You Cannot Be Serious!! |
- Number of papers on volatile memory systems: ~1 per conference.
- Number of papers on the processor-memory interconnect: ~1 per year.
- Number of papers that have to define the terms "rank" and "bank": all of them.
- Year of first processor paper to leverage DVFS: 2000. Year of first memory paper to leverage DVFS: 2011.
- Percentage of readers that have to look up the term "SMB": > 89%. (ok, I made up that fact :-) ... but I bet I'm right)
For every 1,000 papers written on the processor, 20 papers
are written on the memory system, and 1 paper is written on the
processor-memory interconnect. This is
absurd given that the processor and memory are the two fundamental elements of
any computer system and memory energy can exceed processor energy. While the routers in an NoC have been heavily
optimized, the community understands very little about the off-chip memory
channel.

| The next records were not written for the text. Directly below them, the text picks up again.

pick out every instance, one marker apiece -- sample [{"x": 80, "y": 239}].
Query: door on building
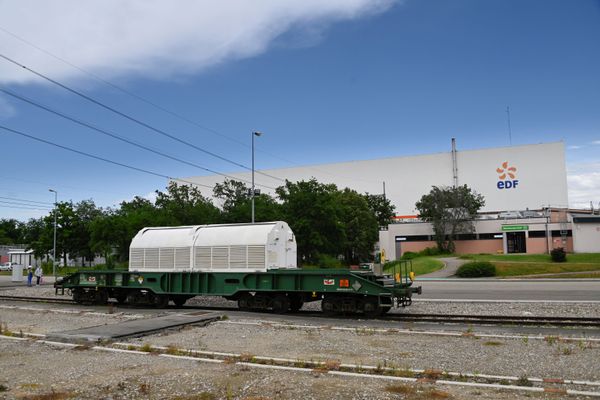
[{"x": 516, "y": 242}]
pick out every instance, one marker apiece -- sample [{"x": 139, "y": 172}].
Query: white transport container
[{"x": 216, "y": 248}]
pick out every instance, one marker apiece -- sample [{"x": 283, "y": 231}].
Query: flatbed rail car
[{"x": 342, "y": 291}]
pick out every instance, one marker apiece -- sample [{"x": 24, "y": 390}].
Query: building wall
[
  {"x": 416, "y": 236},
  {"x": 489, "y": 246},
  {"x": 540, "y": 183},
  {"x": 587, "y": 237}
]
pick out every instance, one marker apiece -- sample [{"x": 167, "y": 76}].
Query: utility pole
[
  {"x": 255, "y": 133},
  {"x": 54, "y": 248}
]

The memory system is a very
obvious fertile area for future research.
QUIZ 1:
Most ISCA attendees know what a virtual channel is, but most would be hard-pressed to answer 2 of the following 5 basic memory channel questions:
- What is FB-DIMM?
- What is an SMI?
- Why are buffer chips placed between the memory controller and DRAM chips?
- What is SERDES and why is it important?
- Why do the downstream and upstream SMI channels have asymmetric widths?
QUIZ 2:
Many ISCA attendees know the difference between PAp and GAg branch predictor configurations, but most will struggle to answer the following basic memory system questions:- How many DRAM sub-arrays are activated to service one cache line request?
- What circuit implements the DRAM row buffer?
- Where is a row buffer placed?
- Why do DRAM chips not implement row buffer caches?
- What is overfetch?
- What is tFAW?
- Describe a basic algorithm to implement chipkill. (What is chipkill?)
- What is scrubbing?
ACTION ITEMS FOR THE RESEARCH COMMUNITY:
- Identify a priority list of bottlenecks. Step outside our comfort zone to learn about new system components. Increase memory system coverage in computer architecture classes.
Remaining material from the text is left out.